Paychex Inc (PAYX)
Days of sales outstanding (DSO)
May 31, 2025 | Feb 28, 2025 | Nov 30, 2024 | Aug 31, 2024 | May 31, 2024 | Feb 29, 2024 | Nov 30, 2023 | Aug 31, 2023 | May 31, 2023 | Feb 28, 2023 | Nov 30, 2022 | Aug 31, 2022 | May 31, 2022 | Feb 28, 2022 | Nov 30, 2021 | Aug 31, 2021 | May 31, 2021 | Feb 28, 2021 | Nov 30, 2020 | Aug 31, 2020 | ||
---|---|---|---|---|---|---|---|---|---|---|---|---|---|---|---|---|---|---|---|---|---|
Receivables turnover | 2.82 | 2.92 | 2.86 | 3.12 | 3.25 | 3.06 | 3.12 | 3.23 | 3.51 | 3.48 | 3.46 | 3.45 | 3.50 | 3.73 | 3.16 | 3.88 | 3.85 | 3.57 | 4.01 | 4.65 | |
DSO | days | 129.38 | 125.16 | 127.75 | 117.04 | 112.39 | 119.18 | 116.90 | 112.98 | 103.96 | 104.94 | 105.45 | 105.86 | 104.33 | 97.79 | 115.55 | 94.08 | 94.79 | 102.38 | 91.10 | 78.48 |
May 31, 2025 calculation
DSO = 365 ÷ Receivables turnover
= 365 ÷ 2.82
= 129.38
The analysis of Paychex Inc.'s days of sales outstanding (DSO) from August 31, 2020 through May 31, 2025, reveals a consistent upward trend over the period, indicating a gradual elongation in the time taken to collect receivables.

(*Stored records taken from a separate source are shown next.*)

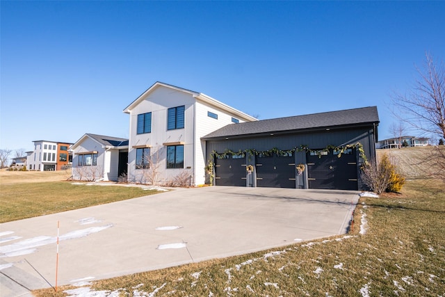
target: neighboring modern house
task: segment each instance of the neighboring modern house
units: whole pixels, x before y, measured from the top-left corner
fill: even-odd
[[[128,139],[86,134],[70,150],[73,179],[117,181],[127,172]]]
[[[377,143],[375,147],[378,149],[426,147],[430,145],[428,143],[429,140],[430,138],[426,137],[402,136],[400,138],[388,138],[380,141]]]
[[[204,94],[161,82],[124,112],[130,115],[129,180],[163,184],[184,176],[191,185],[204,184],[207,153],[201,138],[226,125],[257,120]]]
[[[372,106],[228,125],[202,140],[217,186],[357,190],[378,123]]]
[[[68,149],[70,143],[34,141],[34,150],[26,152],[26,166],[30,170],[60,170],[63,167],[70,166],[72,155]]]

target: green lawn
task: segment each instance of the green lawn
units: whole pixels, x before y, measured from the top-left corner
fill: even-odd
[[[87,186],[70,182],[8,183],[0,186],[0,223],[158,193],[136,186]]]
[[[122,296],[444,296],[445,194],[438,191],[441,186],[408,181],[403,195],[362,198],[354,228],[345,236],[87,287]],[[77,288],[33,294],[61,296],[70,289]]]

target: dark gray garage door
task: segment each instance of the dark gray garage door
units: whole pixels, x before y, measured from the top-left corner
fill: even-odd
[[[295,158],[293,154],[257,156],[257,186],[296,187]]]
[[[357,155],[348,149],[339,155],[336,152],[308,152],[307,179],[309,188],[357,190]]]
[[[215,160],[216,186],[245,186],[245,157],[243,155],[220,156]]]

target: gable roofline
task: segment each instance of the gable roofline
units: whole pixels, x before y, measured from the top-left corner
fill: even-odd
[[[229,106],[229,105],[227,105],[217,99],[216,99],[215,98],[212,98],[210,96],[208,96],[204,93],[199,93],[199,92],[195,92],[193,90],[188,90],[188,89],[185,89],[184,88],[179,88],[179,87],[177,87],[176,86],[173,86],[173,85],[170,85],[168,83],[163,83],[161,81],[156,81],[156,83],[154,83],[151,87],[149,87],[148,89],[147,89],[144,93],[143,93],[142,94],[140,94],[139,95],[139,97],[138,97],[133,102],[131,102],[130,104],[130,105],[129,105],[128,106],[127,106],[124,110],[123,112],[125,113],[129,113],[130,111],[131,111],[131,109],[133,109],[134,108],[134,106],[136,106],[136,105],[138,105],[139,103],[140,103],[144,98],[145,98],[147,97],[147,95],[149,94],[149,93],[152,92],[153,90],[154,90],[154,89],[156,89],[156,88],[159,87],[159,86],[163,86],[165,88],[169,88],[173,90],[176,90],[177,91],[179,92],[184,92],[184,93],[186,93],[189,95],[191,95],[193,98],[200,100],[201,102],[203,102],[204,103],[207,103],[211,106],[216,106],[218,107],[222,110],[229,111],[231,113],[233,113],[234,115],[240,118],[240,119],[242,119],[243,120],[245,120],[245,121],[256,121],[258,120],[257,118],[248,115],[247,113],[245,113],[242,111],[238,111],[238,109],[236,109],[232,106]]]
[[[153,83],[151,87],[149,87],[147,90],[145,90],[142,94],[140,94],[139,95],[139,97],[138,97],[133,102],[131,102],[130,104],[130,105],[129,105],[128,106],[125,107],[124,109],[124,110],[123,110],[124,113],[130,113],[130,111],[131,111],[131,109],[133,109],[134,108],[134,106],[136,106],[139,103],[140,103],[140,102],[142,102],[143,100],[143,98],[145,97],[145,95],[147,94],[152,92],[153,90],[154,90],[154,89],[156,89],[156,88],[158,88],[159,86],[164,86],[165,88],[171,88],[171,89],[174,89],[174,90],[178,90],[179,92],[187,93],[191,95],[192,96],[197,95],[199,94],[197,92],[194,92],[193,90],[187,90],[187,89],[185,89],[185,88],[183,88],[177,87],[176,86],[170,85],[168,83],[163,83],[163,82],[161,82],[161,81],[156,81],[156,83]]]
[[[206,135],[201,139],[210,141],[227,138],[270,135],[271,134],[307,132],[351,126],[373,125],[376,128],[379,122],[377,106],[369,106],[227,125]]]
[[[90,138],[92,141],[96,142],[97,144],[100,145],[102,148],[127,148],[128,147],[128,139],[127,138],[121,138],[118,137],[113,136],[107,136],[105,135],[98,135],[98,134],[92,134],[90,133],[86,133],[83,134],[82,137],[81,137],[76,143],[72,145],[70,150],[74,150],[83,141],[86,139]],[[117,143],[117,145],[113,145],[110,141],[113,141]]]

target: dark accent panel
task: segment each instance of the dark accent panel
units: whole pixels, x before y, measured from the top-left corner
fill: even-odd
[[[290,164],[290,165],[289,165]],[[295,157],[273,156],[257,158],[257,186],[296,187]]]
[[[122,173],[127,173],[127,163],[128,163],[128,152],[119,152],[119,166],[118,167],[118,177]]]
[[[309,188],[357,190],[357,154],[343,154],[340,158],[330,150],[327,155],[308,154],[307,169]]]
[[[245,186],[245,159],[216,159],[215,184],[216,186]]]

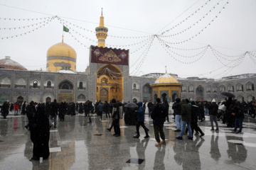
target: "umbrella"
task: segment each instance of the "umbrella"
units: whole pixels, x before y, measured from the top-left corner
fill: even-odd
[[[135,103],[128,103],[124,106],[125,108],[137,108],[138,106]]]
[[[229,98],[235,98],[235,96],[233,94],[231,94],[228,91],[221,92],[220,94],[223,95],[224,96],[229,97]]]

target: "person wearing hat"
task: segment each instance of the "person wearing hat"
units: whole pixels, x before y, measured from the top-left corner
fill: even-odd
[[[218,106],[216,104],[216,101],[213,98],[212,103],[209,106],[209,114],[210,114],[210,122],[211,125],[211,131],[214,131],[213,121],[216,125],[215,130],[218,130],[218,125],[217,122],[217,114],[218,114]]]

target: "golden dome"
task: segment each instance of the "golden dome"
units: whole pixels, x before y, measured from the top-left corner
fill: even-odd
[[[49,56],[67,56],[76,59],[75,50],[64,42],[60,42],[51,46],[47,51],[47,57]]]
[[[76,70],[77,55],[75,50],[64,42],[51,46],[47,51],[46,70],[56,72],[60,69]]]
[[[167,73],[158,78],[154,84],[178,84],[178,81],[174,76]]]

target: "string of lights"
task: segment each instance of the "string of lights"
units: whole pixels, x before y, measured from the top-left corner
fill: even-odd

Initially, the DSO was approximately 78.5 days in August 2020, reflecting a relatively efficient collection process. However, over the subsequent years, the DSO increased significantly, peaking at approximately 129.38 days as of May 2025. This escalation signifies a notable deterioration in collection efficiency, with receivables remaining outstanding for longer periods.
Throughout this period, the DSO demonstrates periods of modest fluctuation, with some stabilization observed around the 94-105 day range during late 2020 and early 2022, but the general trajectory continues upward. The period from late 2022 onward exhibits more pronounced increases, culminating in the highest recorded DSO in May 2025.
This prolongation in collection cycles may suggest shifts in credit policies, changes in customer payment behaviors, or alterations in the company's receivables management practices. It warrants further investigation to determine underlying causes, as increased DSO can impact cash flow, working capital, and overall liquidity management strategies.